Perché Tsipras? Perché scegliere un politico greco?

«Tsipras è un simbolo, per almeno tre ragioni: è l’uomo che in Grecia, il Paese più colpito da questa catastrofica crisi economica, ha rappresentato e rappresenta l’alternativa, la più efficace forma di opposizione alla Troika e alle forze politiche corresponsabili del disastro in corso. Oltre a ciò è riuscito a far diventare Syriza un soggetto politico fortissimo, il primo come percentuale di voto, quando la stessa fino a tre anni fa languiva intorno al 3 per cento. Ed infine rappresenta, come greco, quella cultura ellenica alla base della civiltà europea, oggi messa in pesante discussione. Quale identikit migliore di questo?»
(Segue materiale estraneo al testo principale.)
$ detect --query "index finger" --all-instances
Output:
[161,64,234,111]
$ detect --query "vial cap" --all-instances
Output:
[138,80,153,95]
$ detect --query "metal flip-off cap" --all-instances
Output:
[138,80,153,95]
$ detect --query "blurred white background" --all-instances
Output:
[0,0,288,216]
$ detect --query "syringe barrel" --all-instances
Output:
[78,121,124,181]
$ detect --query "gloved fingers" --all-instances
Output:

 La sinistra italiana che “fine” fa? Qual è il suo ruolo?

«Con la scelta della candidatura di Tsipras, oltre al determinato valore simbolico che possiede, vogliamo portare all’ordine del giorno continentale, come Sinistra e come grande forza di alternativa, quei temi fondamentali alla base del documento di lancio della lista: rinegoziazione dei trattati europei, riconversione ecologica e nuove politiche di inclusione per le fasce più deboli della popolazione. E’ questo il nostro obiettivo, il ruolo che intendiamo avere»

Quale sarà il rapporto con gli altri soggetti che comporranno lo schieramento? Mi riferisco soprattutto ai partiti»
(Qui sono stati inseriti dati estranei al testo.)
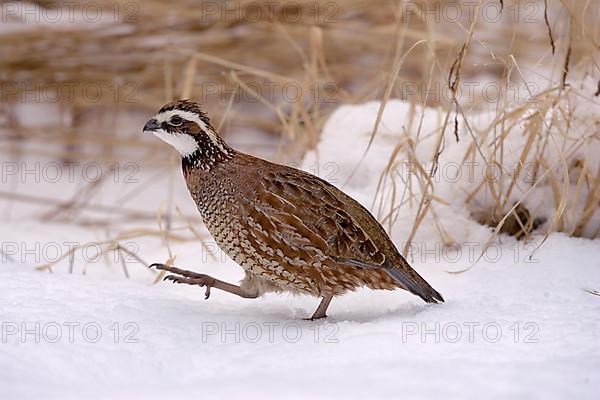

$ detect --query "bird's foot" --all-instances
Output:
[163,274,215,299]
[149,264,216,299]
«Vogliamo partire da quel miracolo che è la stessa Syriza: una forza capace di attirare un gran numero di partiti, movimenti e realtà della Sinistra in un unico soggetto oggi maggioranza nell’elettorato greco. Nel nostro piccolo qualcosa abbiamo già ottenuto, visto che sia Sel che Rifondazione Comunista, che mai si sarebbero messi insieme da soli, sosterranno la stessa lista. Proprio per questo non vogliamo mettere alcun paletto, ma anzi il ruolo dei garanti nazionali sarà quello di assicurare il massimo equilibrio e la massima partecipazione, senza nessuna discriminazione. Per noi non esistono persone dei partiti e non dei partiti, ma solo cittadini, lavoratori e gente comune che vogliono sostenere il nostro impegno»;

Quali saranno le prossime mosse? Come sarà allargata la partecipazione dei simpatizzanti, dopo la votazione per la scelta del simbolo?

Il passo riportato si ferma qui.